The most important task of the shoulder muscles is the correct position of the arm during each activity - its implementation depends on the mobility and stability of the shoulder muscles. The shoulder girdle is a group of small deltoid muscles that consist of the anterior, lateral and posterior muscles. The structure of the shoulder muscles makes them insensitive to low repetition ranges with heavy weights.
Iron pressure from the chest
This exercise should be done with the elbows pointed forward, because in this way you can better feel the work of the front parts of the deltoid muscles.
In the event that the exercise is performed with a free bar, it is necessary to take a standing position. This allows you to maintain your balance thanks to the tilting of the entire body backwards. The exercise can also be performed in a sitting position with a guide barbell - then the focus should not be on maintaining a good posture of the whole body, but only keeping the elbows in front.
Press with the bar behind the neck
It is an exercise that causes bruising, because placing the body under the crossbar behind the neck is not the normal position. Despite this, this exercise can help build muscle mass in the shoulder girdle - it will be especially appreciated by people who are starting to work on building muscle mass. Its mass does not limit mobility in the shoulder joints, which is why the posture reduces the risk of bruising.
The exercise includes all three axes, that is, the muscles of the shoulder girdle and the trapezius muscle. The task can be performed both in a sitting and standing position, although the sitting version is easier and less complicated. The bar should be lowered below the line of the ears, but care must be taken to avoid hyperextension of the elbows.
iron piston seated
It is a very good exercise for the press kit. It is made so that the dumbbells point inward a little, and at what stage they should be positioned so that the internal discs are between the anterior deltoid axis and the biceps. It is pressed upward, on a slight bend, so that the discs and shoulder muscles at the upper stage are almost in contact. However, you cannot stand the touch - it can cause a small trauma, which causes bruising to the elbow, shoulder or wrist joint.

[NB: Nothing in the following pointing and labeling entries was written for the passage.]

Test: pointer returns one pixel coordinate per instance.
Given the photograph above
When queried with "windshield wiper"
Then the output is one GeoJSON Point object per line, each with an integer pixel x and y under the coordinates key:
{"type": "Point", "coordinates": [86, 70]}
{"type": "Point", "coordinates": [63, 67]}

Lateral raise with dumbbells
It is an exercise that can cause a lot of difficulty, especially for people who are just starting to train. The exercise begins with dumbbells at hip level - it can be performed on the side of the hips or from the front. Regardless of the starting position, the dumbbells should be
directed in a wide arc to ear level, trying to keep the elbows higher than the wrists. For diversification, the exercise can sometimes be performed in a sitting position - on the back of the bench, press on the chest to completely stabilize the figure. When deciding to use such an isolated mode, a smaller load should be selected.
What are shoulder muscle exercises?
In addition to the exercises presented, the training plan can additionally include lateral rise with dumbbells in an inclined position and pulling the barbell along the body, although the latter, in the case of incomplete technique, can cause bruising.
Whatever exercise you choose, it is worth remembering one simple rule - less loads, more repetitions.